La journée a d’abord été marquée par l’inauguration de la salle Joseph Zaarour et de la salle Saint-Jérôme, deux espaces entièrement réaménagés et équipés des technologies de visioconférence les plus récentes. Ces lieux, pensés comme des passerelles vers le monde, permettront d’intensifier les collaborations académiques internationales et d’offrir aux étudiants un environnement d’apprentissage adapté aux transformations profondes des métiers de la langue. Réalisé grâce au soutien généreux de l’Association ALAM-Suisse et de la Fondation USJ, ce projet a été salué par le Recteur, le Révérend Père Salim Daccache, s.j., comme un signe tangible de l’engagement de l’université à former des traducteurs et interprètes capables de répondre aux défis d’un monde en mutation.


L’anniversaire de l’ETIB a également été marqué par la signature d’un protocole d’entente instaurant un fonds de bourses baptisé « ETIB-45 ans ». Ce fonds, ouvert à la générosité des amis et partenaires de l’école, vise à garantir que les talents puissent s’épanouir indépendamment des contraintes financières. « Ce fonds est censé soutenir les étudiants de l’ETIB, afin que leur avenir soit à la hauteur de leurs rêves », a affirmé Mme Cynthia Ghobril Andrea, Directrice de la Fondation USJ, en soulignant que la formation aux métiers de la langue est une richesse qu’il faut protéger et encourager dans un contexte où les inquiétudes pour l’avenir sont nombreuses.
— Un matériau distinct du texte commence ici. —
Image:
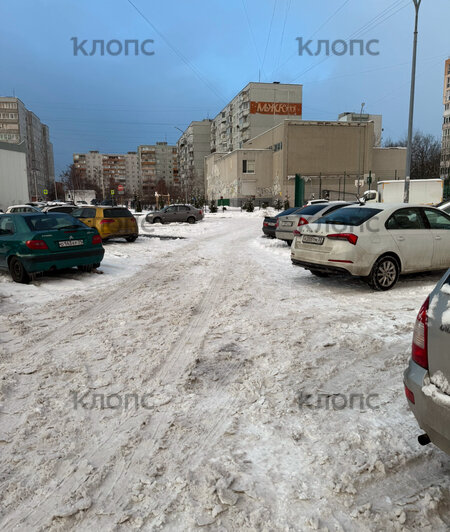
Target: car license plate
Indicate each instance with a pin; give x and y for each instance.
(70, 243)
(308, 239)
La cérémonie s’est poursuivie par une table ronde au titre évocateur : « Saint Jérôme à l’épreuve de l’intelligence artificielle ». Ce moment de réflexion a permis de croiser les regards d’universitaires, de chercheurs et de praticiens sur les bouleversements induits par les outils numériques. La Doyenne de la Faculté des langues et de traduction, le Pr. Gina Abou Fadel Saad, a rappelé que la traductologie, discipline qui a vu le jour au XXe siècle, traite aujourd’hui de questions complexes allant du fonctionnement cognitif du traducteur à l’usage raisonné de l’intelligence artificielle. Le Père Recteur a évoqué le débat historique entre saint Jérôme et saint Augustin sur la fidélité littérale, en soulignant que cette controverse trouve une résonance particulière face aux prouesses actuelles des machines : rapides et techniquement exactes, elles ne peuvent toutefois pas transmettre la profondeur spirituelle et culturelle d’un texte.

La Directrice de l’ETIB, le Pr. Mary Yazbeck, a insisté sur la vocation créative de la traduction : « Traduire, ce n’est pas copier, c’est recréer. C’est offrir à la pensée une seconde vie au-delà des frontières. Traduire le monde, c’est lui donner une voix. Changer les règles, c’est lui offrir un avenir. » Ces propos ont trouvé un écho dans les interventions de l’expert en neurosciences, Pr. Albert Moukheiber, qui a mis en garde contre les illusions d’une confiance aveugle envers les algorithmes, et du Pr. Lina Sader Feghali, Chef du Département d’interprétation à l’ETIB, qui a défendu l’importance d’investir dans les compétences spécifiquement humaines – créativité, discernement, responsabilité – afin de former des professionnels aptes à réfléchir et agir comme des êtres humains, et non comme de simples exécutants.




Le Pr. Bart Defrancq, président de la CIUTI et professeur à l’Université de Gand, a rappelé que l’interprétation, plus encore que la traduction, reste indissociable de l’expertise humaine, tandis que Mme Nidale Noun, Chef de gestion des conférences à l’UN ESCWA et ancienne de l’ETIB, a livré un témoignage concret sur la nécessité du professionnalisme humain dans un environnement international marqué par la complexité et l’urgence.


À travers ce triple événement présenté par la journaliste Elsa Yazbek Charabati, l’ETIB se réaffirme comme étant une Ecole audacieuse, elle accueille l’intelligence artificielle non comme une menace mais comme un levier de pensée critique et de créativité.

En convoquant la figure de saint Jérôme, traducteur de la Bible et patron des traducteurs, l’ETIB rappelle que traduire n’est pas reproduire des mots, mais chercher inlassablement le sens. Dans un monde où certains prophétisent la disparition des professions langagières, elle affirme au contraire que traduire, c’est recréer, relier et donner aux idées une seconde vie.